SOLUTION

A desert of governance

50Nearlytwothirds Wet land: Nearly two-thirds of the water in the Cauvery is used to irrigate crops. This is almost twice the global average.

With predictable regularity, the dispute between Karnataka and Tamil Nadu over the sharing of the Cauvery river waters surfaces every few years. Astonishingly, each time we seem to concern ourselves only with somehow muddling through the immediate crisis without tackling the underlying problems.

This is extremely unfortunate as the problem isn’t particularly difficult to solve. We only have to apply our minds to it. There are three challenges and each of these is readily solvable.

For starters, let us look at how much water is available. After all, if we are going to fight over this, would it not be wise to see how we can maximise the supply first? Numerous tributaries of the river are heavily silted and do not adequately channel waters into the main flow. Likewise, the dams, too, receive a significant amount of silt deposits each year, and without repeated efforts to de-silt them, the supply of river water will be diminished.

Next, let us look at the farms. Nearly two-thirds of the water in the river is used to irrigate crops. This is almost twice the global average. A mere 6 to 10 per cent increase in the water efficiency of agriculture would free up enough water to tide over the lean period of September to October. Despite years of growing sugarcane and paddy, and despite mounting evidence from many places that neither of these crops need as much water as we think, little has been done to bring in water-efficient practices.

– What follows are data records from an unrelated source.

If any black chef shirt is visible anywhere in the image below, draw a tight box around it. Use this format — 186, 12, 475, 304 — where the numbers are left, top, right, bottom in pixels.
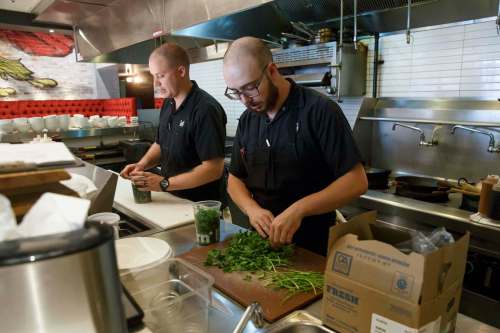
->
230, 80, 361, 255
156, 81, 227, 201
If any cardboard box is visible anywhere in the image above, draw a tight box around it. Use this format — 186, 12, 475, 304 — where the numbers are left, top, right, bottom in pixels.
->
322, 212, 469, 333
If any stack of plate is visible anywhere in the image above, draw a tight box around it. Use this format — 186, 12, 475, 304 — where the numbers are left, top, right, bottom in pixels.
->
115, 237, 174, 271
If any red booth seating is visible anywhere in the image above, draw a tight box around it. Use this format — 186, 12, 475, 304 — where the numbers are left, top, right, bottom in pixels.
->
0, 98, 137, 119
0, 101, 19, 119
155, 98, 163, 109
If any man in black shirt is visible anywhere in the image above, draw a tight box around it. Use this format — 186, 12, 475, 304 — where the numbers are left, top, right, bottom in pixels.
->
224, 37, 368, 255
121, 44, 226, 201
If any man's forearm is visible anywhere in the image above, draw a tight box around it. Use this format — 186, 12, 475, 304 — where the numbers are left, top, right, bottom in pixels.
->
292, 164, 368, 217
168, 158, 224, 191
227, 174, 260, 215
137, 143, 161, 170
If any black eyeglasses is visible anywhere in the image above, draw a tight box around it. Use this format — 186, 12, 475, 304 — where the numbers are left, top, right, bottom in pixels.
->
224, 64, 269, 101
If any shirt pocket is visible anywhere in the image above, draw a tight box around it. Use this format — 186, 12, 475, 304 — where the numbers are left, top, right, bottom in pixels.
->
243, 148, 270, 190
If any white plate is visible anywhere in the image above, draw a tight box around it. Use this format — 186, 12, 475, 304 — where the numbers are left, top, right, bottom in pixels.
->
115, 237, 173, 269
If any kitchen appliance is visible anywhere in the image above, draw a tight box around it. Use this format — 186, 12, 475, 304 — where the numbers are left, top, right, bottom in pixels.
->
120, 139, 151, 163
0, 223, 127, 333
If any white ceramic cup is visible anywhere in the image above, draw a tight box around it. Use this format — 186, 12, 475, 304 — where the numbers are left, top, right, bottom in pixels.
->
0, 119, 14, 134
118, 116, 127, 127
57, 114, 70, 131
107, 117, 119, 127
43, 114, 59, 132
28, 117, 45, 133
14, 117, 30, 133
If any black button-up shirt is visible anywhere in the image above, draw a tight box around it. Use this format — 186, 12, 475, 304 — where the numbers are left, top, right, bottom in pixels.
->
230, 81, 361, 255
156, 81, 227, 201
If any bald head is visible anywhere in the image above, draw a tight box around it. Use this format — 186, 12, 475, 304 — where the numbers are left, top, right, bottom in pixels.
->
224, 37, 273, 68
149, 43, 189, 72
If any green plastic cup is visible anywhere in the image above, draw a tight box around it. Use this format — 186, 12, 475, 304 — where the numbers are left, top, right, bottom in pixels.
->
193, 200, 221, 245
132, 183, 151, 203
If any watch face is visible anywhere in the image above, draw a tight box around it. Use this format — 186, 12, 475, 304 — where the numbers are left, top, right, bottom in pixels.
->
160, 179, 168, 191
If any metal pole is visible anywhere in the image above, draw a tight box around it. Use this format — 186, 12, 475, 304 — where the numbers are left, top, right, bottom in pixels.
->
353, 0, 358, 50
372, 33, 380, 98
337, 0, 344, 103
406, 0, 411, 44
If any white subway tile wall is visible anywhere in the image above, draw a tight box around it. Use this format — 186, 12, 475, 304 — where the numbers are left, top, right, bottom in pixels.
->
191, 20, 500, 136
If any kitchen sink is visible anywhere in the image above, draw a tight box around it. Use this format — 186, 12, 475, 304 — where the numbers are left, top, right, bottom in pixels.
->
258, 311, 335, 333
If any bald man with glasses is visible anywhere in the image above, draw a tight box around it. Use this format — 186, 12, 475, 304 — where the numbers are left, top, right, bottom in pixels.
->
223, 37, 368, 255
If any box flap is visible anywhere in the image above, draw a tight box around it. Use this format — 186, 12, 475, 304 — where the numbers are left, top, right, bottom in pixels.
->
326, 234, 425, 304
327, 211, 377, 256
422, 232, 470, 302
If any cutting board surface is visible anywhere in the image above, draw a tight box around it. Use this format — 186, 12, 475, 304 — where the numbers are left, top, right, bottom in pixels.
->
180, 241, 326, 322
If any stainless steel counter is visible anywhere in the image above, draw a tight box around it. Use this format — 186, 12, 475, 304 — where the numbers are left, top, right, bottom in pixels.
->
2, 126, 139, 142
123, 222, 500, 333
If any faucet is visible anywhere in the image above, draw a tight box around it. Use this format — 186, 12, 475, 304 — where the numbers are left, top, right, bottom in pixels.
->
451, 125, 500, 153
392, 123, 439, 147
233, 302, 264, 333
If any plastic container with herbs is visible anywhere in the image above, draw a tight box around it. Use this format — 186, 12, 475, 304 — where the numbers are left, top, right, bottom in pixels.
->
193, 200, 221, 245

And then there is the finance. Farmers agitate over water, but it is not the water itself that concerns them. What they really fear is the loss of livelihood from not being able to irrigate their farms. But that is not a water problem, that is a finance problem.

Can we not create a livelihood insurance programme for lean years, which would ensure that all farmers in the basin receive either the water needed for their lands or the money they could earn by growing crops? How much would such a programme cost? Surely, the loss of productivity in both states during countless bandhs is costlier.

If the engineering, science and economics around this dispute allow sufficient room for tackling the problem, why haven’t we got around to doing this yet? There is only one reason for this. Amid the flowing waters of the river, there is a desert of governance. The state governments and the Centre, which should have put their heads and finances together to solve the problem, haven’t done so. When they decide to do so, we can go back to celebrating the river instead of fighting over it.

The writer is an urbanist and former Antarctic climate scientist based in Bengaluru.